6.4. Nel caso di specie non sussistono, invece, elementi oggettivi dai quali risulti la piena conoscenza dell’atto lesivo da parte della ricorrente in un momento anteriore alla impugnata delibera del -OMISSIS-, che ne ha dichiarato l’esclusione dalla procedura concorsuale per difetto di uno dei requisiti necessari per la nomina a magistrato onorario.

6.5. La sentenza appellata ha ritenuto che l’articolazione della procedura di conferma (segnatamente quella esitata negativamente -OMISSIS-) consentisse di rigettare la deduzione della ricorrente di non aver mai ricevuto la notifica della non conferma nelle funzioni -OMISSIS-, in quanto la procedura, per come delineata dalla disciplina normativa di riferimento applicabile ratione temporis (nello specifico, la circolare n. 10201 del 7 giugno 1997), presupponeva sia per il caso di nomina, che per quello della conferma nelle funzioni di vice procuratore onorario, il necessario coinvolgimento dell’interessato che era tenuto a manifestare per iscritto la propria adesione alla proposta del Procuratore della Repubblica di conferma nelle funzioni e a compilare il modulo allegato alla circolare.

6.5.1. Inoltre, secondo il primo giudice, il controllo sulla completezza della documentazione da parte della cancelleria attesterebbe di per sé la completezza e la regolarità della documentazione inviata (e, dunque, la presa d’atto della ricorrente;
se, invece, tale documentazione a corredo fosse mancata (inclusa l’accettazione della proposta di conferma del Procuratore o il modulo compilato dall’interessato) la stessa proposta non avrebbe potuto essere inoltrata al Consiglio Superiore o, comunque, la delibera avrebbe evidenziato tali mancanze.

6.5.2. In sostanza, il giudice di prime cure trae il proprio convincimento sulla piena conoscenza del procedimento e del suo esito negativo da parte dell’interessata (a prescindere dalla mancanza di formale notifica a quest’ultima del diniego di conferma) dal fatto che l’appellante avrebbe avuto conoscenza sicuramente, nel caso di esito positivo del triennio -OMISSIS-, della propria conferma, perché in tal caso avrebbe dovuto accettare l’incarico e trasmettere tutta la documentazione richiestale al CSM, ponendo in essere una serie di adempimenti.

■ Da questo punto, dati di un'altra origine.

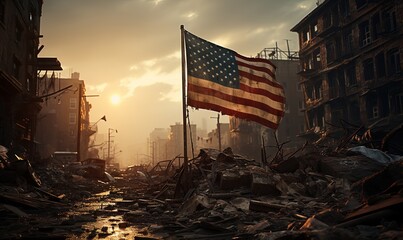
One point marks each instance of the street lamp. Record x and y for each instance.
(102, 118)
(109, 141)
(80, 97)
(218, 131)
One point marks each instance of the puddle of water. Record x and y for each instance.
(108, 223)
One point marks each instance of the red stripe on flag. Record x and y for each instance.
(234, 99)
(231, 112)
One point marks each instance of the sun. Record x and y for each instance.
(115, 99)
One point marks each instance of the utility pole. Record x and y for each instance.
(109, 143)
(79, 123)
(218, 131)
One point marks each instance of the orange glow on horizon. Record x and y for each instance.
(115, 99)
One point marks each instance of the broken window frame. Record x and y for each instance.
(305, 36)
(350, 75)
(314, 29)
(389, 20)
(399, 103)
(354, 111)
(348, 43)
(72, 118)
(360, 4)
(372, 107)
(365, 33)
(330, 52)
(393, 58)
(344, 8)
(333, 82)
(380, 65)
(16, 67)
(368, 69)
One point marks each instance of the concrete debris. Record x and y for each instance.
(227, 196)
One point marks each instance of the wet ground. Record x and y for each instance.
(98, 211)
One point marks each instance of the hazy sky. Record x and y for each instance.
(128, 52)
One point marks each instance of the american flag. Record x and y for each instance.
(220, 79)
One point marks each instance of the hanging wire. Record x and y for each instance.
(190, 132)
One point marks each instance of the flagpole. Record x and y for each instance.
(184, 105)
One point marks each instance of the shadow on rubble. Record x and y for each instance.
(344, 190)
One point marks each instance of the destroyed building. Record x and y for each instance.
(247, 137)
(62, 115)
(351, 68)
(19, 63)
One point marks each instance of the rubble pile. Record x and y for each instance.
(355, 193)
(307, 197)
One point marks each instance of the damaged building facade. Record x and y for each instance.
(63, 123)
(19, 64)
(351, 65)
(254, 140)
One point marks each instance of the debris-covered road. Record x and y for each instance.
(347, 195)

6.5.2. Sulla base di tali premesse, la sentenza appellata ha, quindi, escluso che la procedura in questione potesse essere stata “avviata e conclusa all’insaputa dell’interessata” .

6.6. Rileva il Collegio che tali statuizioni non sono corrette, mentre sono fondati i rilievi dell’appellante: non vi è in atti alcun riscontro oggettivo dal quale emerga che l’appellante ebbe, a suo tempo, conoscenza del procedimento culminato col giudizio negativo riportato al termine del predetto triennio.

6.7. L’insieme delle risultanze di causa depone, invece, esattamente nel senso opposto.

6.7.1. Non vi è prova, infatti, che l’appellante abbia partecipato a quel procedimento o ne abbia avuto comunque conoscenza, non essendo stato prodotto in giudizio alcun documento a sua firma, data l’impossibilità di reperire anche gli altri atti della procedura in questione, ivi inclusa un’eventuale istanza di riconferma per un secondo triennio, una rituale comunicazione di avvio del procedimento (che, in assenza di ragioni di impedimento o di particolari esigenze di urgenza, va rivolta ai soggetti nei confronti dei quali il provvedimento finale è destinato a produrre effetti diretti) o, comunque, un atto che attesti il compimento, da parte della medesima appellante, di uno solo degli adempimenti indicati in sentenza (prescritti, peraltro, nel diverso caso di conferma o di proposta di nomina).

6.7.2. Per converso, l’appellante ha dedotto, con argomentazioni plausibili e rimaste sostanzialmente incontestate, che al termine di quel tirocinio (risalente al triennio -OMISSIS-) non presentò rituale domanda per essere riconfermata nelle funzioni onorarie per un ulteriore triennio, spiegando che all’epoca non vi aveva interesse, non potendo proseguire nel loro svolgimento in quanto, abilitatasi alla professione di avvocato -OMISSIS-, si accingeva nel 1997 ad aprire il proprio studio professionale – aperto infatti -OMISSIS- – e la menzionata circolare del giugno del 1997 aveva disposto l’incompatibilità tra le funzioni di magistrato onorario e il contestuale esercizio della professione forense.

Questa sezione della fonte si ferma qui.